I adore illustrated covers, as you might know, and this colour scheme is just beautiful. Browns and blues usually work in stellar ways together, and here they do. However, I wouldn't say it gives off necessarily an 1870s vibe. Or a historical vibe at all, really. But that's just a small quibble; it's easy enough to find out this book is set in the past.

The book:

This is a novel-in-verse. I normally detest novels-in-verse; to me, I've always felt you could take a regular prose novel and add some line breaks where normally you'd have italics or paragraphs or other form of emphasis, and voilà, tu a un livre de poésie. This novel showed me how verse can shine on its own. Honestly, I was sold on the first page:
1
I won't go.

"It's for the best," Ma says,
yanking to braid my hair,
trying to make something of what's left.

Ma and Pa want me to leave and live with strangers.

I won't go.
It only gets better. May B.'s thoughts translate exceedingly well into verse, which fits the story perfectly as she spends the majority of the novel alone. The poetry's fluidity prevents us from getting bored with only May B. as company, and at the same time develops her character by revealing fears and dreams connected to her home.

Speaking of her home, the setting and atmosphere are also aspects of the novel that benefit from the poetry:
72
When the world is black,
I'm most alone,
the silence thick around me.
I pray for wind,
for rain,
for the meadowlark
to break
the constant pound of quiet.

What is that?
What is at the door?
Flashbacks concerning family and school life are neatly interspersed with updates to May B.'s situation (one entire chapter: "71 / I have almost eaten / to the bottom of the apple barrel.") so that the pace never lacks for movement.
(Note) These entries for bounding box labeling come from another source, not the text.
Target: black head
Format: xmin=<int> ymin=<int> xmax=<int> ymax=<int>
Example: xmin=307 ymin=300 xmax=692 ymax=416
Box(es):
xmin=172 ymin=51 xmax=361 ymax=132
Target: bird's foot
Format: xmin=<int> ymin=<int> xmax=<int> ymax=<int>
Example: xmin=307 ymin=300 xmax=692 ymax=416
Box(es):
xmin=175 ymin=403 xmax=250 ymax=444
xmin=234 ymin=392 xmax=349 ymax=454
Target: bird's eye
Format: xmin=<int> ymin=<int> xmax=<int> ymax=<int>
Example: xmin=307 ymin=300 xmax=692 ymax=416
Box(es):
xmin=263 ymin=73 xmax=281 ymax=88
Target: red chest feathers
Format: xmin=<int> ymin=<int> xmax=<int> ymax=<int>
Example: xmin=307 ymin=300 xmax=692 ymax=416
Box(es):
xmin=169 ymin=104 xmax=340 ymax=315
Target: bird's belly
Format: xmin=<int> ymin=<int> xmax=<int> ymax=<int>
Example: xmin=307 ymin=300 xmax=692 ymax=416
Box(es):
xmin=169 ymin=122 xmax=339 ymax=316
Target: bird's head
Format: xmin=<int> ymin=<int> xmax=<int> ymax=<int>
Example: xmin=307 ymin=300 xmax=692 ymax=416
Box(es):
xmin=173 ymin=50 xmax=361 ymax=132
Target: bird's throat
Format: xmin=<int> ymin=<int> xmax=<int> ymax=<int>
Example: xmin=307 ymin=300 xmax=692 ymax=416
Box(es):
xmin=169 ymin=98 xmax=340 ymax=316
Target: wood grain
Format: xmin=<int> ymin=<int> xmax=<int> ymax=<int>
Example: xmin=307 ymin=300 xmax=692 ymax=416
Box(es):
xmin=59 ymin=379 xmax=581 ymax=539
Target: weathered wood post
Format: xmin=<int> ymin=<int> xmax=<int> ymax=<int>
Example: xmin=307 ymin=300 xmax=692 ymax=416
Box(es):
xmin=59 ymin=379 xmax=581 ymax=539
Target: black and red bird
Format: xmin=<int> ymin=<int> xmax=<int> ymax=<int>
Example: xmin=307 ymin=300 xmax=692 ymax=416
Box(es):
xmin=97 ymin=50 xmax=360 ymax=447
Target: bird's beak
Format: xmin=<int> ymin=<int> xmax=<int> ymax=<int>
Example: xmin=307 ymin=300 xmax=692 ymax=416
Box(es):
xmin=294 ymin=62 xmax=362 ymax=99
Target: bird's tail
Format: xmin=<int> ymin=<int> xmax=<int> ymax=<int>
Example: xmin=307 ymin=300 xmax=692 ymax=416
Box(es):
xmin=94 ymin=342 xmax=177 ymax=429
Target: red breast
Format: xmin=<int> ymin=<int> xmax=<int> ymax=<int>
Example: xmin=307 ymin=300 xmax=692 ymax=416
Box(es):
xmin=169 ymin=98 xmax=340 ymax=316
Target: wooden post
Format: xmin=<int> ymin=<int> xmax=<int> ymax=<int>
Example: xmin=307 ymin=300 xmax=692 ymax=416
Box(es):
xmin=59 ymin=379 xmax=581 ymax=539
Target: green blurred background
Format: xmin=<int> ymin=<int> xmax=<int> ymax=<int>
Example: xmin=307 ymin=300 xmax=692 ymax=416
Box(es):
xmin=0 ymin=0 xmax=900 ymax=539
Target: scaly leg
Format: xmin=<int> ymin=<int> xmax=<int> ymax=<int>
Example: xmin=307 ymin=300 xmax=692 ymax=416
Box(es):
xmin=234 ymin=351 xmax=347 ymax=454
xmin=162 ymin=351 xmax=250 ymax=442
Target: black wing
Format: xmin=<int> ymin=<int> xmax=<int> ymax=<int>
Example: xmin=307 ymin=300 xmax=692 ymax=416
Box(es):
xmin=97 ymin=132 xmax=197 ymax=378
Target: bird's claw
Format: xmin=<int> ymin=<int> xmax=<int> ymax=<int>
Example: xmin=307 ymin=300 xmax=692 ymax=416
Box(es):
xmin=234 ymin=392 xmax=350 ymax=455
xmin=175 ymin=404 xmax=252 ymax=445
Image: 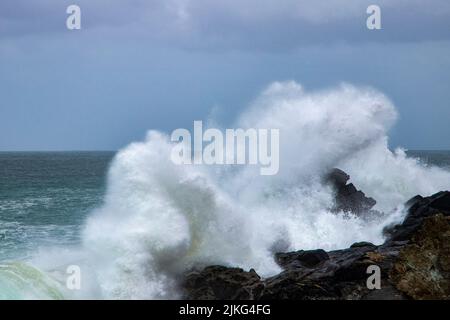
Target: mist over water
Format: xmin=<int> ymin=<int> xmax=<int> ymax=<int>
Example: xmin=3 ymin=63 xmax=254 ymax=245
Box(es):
xmin=0 ymin=82 xmax=450 ymax=299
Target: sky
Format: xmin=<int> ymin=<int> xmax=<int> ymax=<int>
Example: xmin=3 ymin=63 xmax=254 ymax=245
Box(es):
xmin=0 ymin=0 xmax=450 ymax=151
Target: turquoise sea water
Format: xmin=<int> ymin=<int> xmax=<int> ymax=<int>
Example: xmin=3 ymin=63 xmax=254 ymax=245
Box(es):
xmin=0 ymin=151 xmax=450 ymax=261
xmin=0 ymin=152 xmax=114 ymax=261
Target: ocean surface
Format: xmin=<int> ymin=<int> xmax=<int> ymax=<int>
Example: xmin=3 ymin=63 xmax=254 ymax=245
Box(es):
xmin=0 ymin=151 xmax=450 ymax=261
xmin=0 ymin=152 xmax=114 ymax=261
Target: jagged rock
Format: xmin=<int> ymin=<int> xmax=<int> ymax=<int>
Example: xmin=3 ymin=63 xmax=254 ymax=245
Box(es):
xmin=390 ymin=214 xmax=450 ymax=299
xmin=275 ymin=249 xmax=329 ymax=268
xmin=184 ymin=190 xmax=450 ymax=300
xmin=384 ymin=191 xmax=450 ymax=241
xmin=325 ymin=168 xmax=380 ymax=215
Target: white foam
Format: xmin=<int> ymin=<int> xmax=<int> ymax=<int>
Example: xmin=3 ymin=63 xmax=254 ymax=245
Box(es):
xmin=38 ymin=82 xmax=450 ymax=298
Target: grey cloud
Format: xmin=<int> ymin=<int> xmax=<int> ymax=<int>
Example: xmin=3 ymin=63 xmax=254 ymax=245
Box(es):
xmin=0 ymin=0 xmax=450 ymax=50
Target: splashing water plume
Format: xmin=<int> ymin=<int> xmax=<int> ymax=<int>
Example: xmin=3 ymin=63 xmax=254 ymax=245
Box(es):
xmin=1 ymin=82 xmax=450 ymax=298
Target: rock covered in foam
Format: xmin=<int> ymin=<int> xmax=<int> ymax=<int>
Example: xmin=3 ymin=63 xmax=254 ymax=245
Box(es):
xmin=325 ymin=168 xmax=379 ymax=216
xmin=183 ymin=192 xmax=450 ymax=300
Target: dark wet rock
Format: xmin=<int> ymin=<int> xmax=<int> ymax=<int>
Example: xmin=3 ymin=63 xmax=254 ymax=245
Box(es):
xmin=325 ymin=168 xmax=380 ymax=215
xmin=390 ymin=214 xmax=450 ymax=300
xmin=350 ymin=241 xmax=376 ymax=248
xmin=184 ymin=190 xmax=450 ymax=300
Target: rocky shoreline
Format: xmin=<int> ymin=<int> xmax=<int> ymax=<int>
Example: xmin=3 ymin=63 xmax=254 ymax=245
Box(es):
xmin=182 ymin=169 xmax=450 ymax=300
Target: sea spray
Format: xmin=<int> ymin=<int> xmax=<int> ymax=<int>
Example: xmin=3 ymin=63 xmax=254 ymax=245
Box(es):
xmin=77 ymin=82 xmax=450 ymax=298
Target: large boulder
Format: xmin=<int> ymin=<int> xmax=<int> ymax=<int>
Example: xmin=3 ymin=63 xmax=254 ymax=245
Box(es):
xmin=384 ymin=191 xmax=450 ymax=241
xmin=183 ymin=266 xmax=263 ymax=300
xmin=183 ymin=190 xmax=450 ymax=300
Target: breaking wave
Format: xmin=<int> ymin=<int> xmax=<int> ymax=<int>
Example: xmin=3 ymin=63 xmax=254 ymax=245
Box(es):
xmin=0 ymin=82 xmax=450 ymax=299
At the same time, we're introduced to the family as well as the arduous prairie lifestyle. Adding to the latter is the curious, intriguing predicament of Mr. and Mrs. Oblinger.

May B. lacks a truly upright story arc. There's not much depth;  what you see is what you get. You know May B. will have to survive the winter, and find her way back. Still, it's an enjoyably quiet read recommended for verse-lovers and non-verse-lovers alike.